Si je souffre, ce n’est pas pour avoir commis des crimes, mais c’est pour ma piété envers Dieu. »
Ensuite il se mit à dire, ainsi que le rapporte l’Histoire ecclésiastique : « Je suis le froment de J.-C., je serai moulu par les dents des bêtes afin de devenir un pain pur. »
En entendant ces mots, l’empereur dit: « La patience des chrétiens est grande; quel est celui des Grecs qui en endurerait autant pour son Dieu ? »
Ignace répondit : « Ce n’a pas été par ma vertu, mais avec l’aide de Dieu que j’ai supporté ces tourments.»
Alors Saint Ignace provoqua les lions pour qu’ils accourussent le dévorer. Deux lions furieux accoururent donc et ne firent que l’étouffer sans toucher aucunement sa chair.
Trajan, à cette vue, se retira dans une grande admiration en donnant l’ordre de ne pas empêcher que l’on vint enlever les restes du martyr.

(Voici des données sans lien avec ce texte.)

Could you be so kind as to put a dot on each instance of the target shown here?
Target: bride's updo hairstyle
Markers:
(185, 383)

C’est pourquoi les chrétiens prirent son corps et l’ensevelirent avec honneur.
Quand Trajan eut reçu une lettre, par laquelle Pline le jeune recommandait vivement les Chrétiens que l’empereur immolait, il fut affligé, de ce qu’il avait fait endurer à Ignace, et ordonna qu’on ne recherchât plus les Chrétiens, mais que s’il en tombait quelqu’un entre les mains de la justice, il fût puni.

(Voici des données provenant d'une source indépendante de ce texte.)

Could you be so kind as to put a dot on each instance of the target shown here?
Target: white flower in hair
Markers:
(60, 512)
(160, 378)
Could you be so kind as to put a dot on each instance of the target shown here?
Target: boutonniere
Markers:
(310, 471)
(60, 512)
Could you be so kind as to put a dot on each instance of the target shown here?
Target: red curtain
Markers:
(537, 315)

On lit encore que Saint Ignace, au milieu de tant de tourments, ne cessait d’invoquer le nom de J.-C.
Comme ses bourreaux lui demandaient pourquoi il répétait si souvent ce nom, il dit : « Ce nom, je le porte écrit dans mon cœur ; c’est la raison pour laquelle je ne puis cesser de l’invoquer. »
Or, après sa mort, ceux qui l’avaient entendu parler ainsi voulurent s’assurer du fait; ils ôtent donc son cœur de son corps, le coupent en deux, et trouvent ces mots gravés en lettres d’or au milieu : « J.-C. »
Ce qui donna la Foi à plusieurs.
Saint Bernard parle ainsi de ce Saint, dans son commentaire sur le Psaume : Qui habitat. « Le grand Saint Ignace fut l’élève du disciple que Jésus aimait ; il fut martyr aussi et ses précieuses reliques enrichirent notre pauvreté.
Dans plusieurs lettres qu’il adressa à Marie, il la salue du nom de Porte-Christ : c’est un bien grand titre de dignité et une recommandation d’un immense honneur!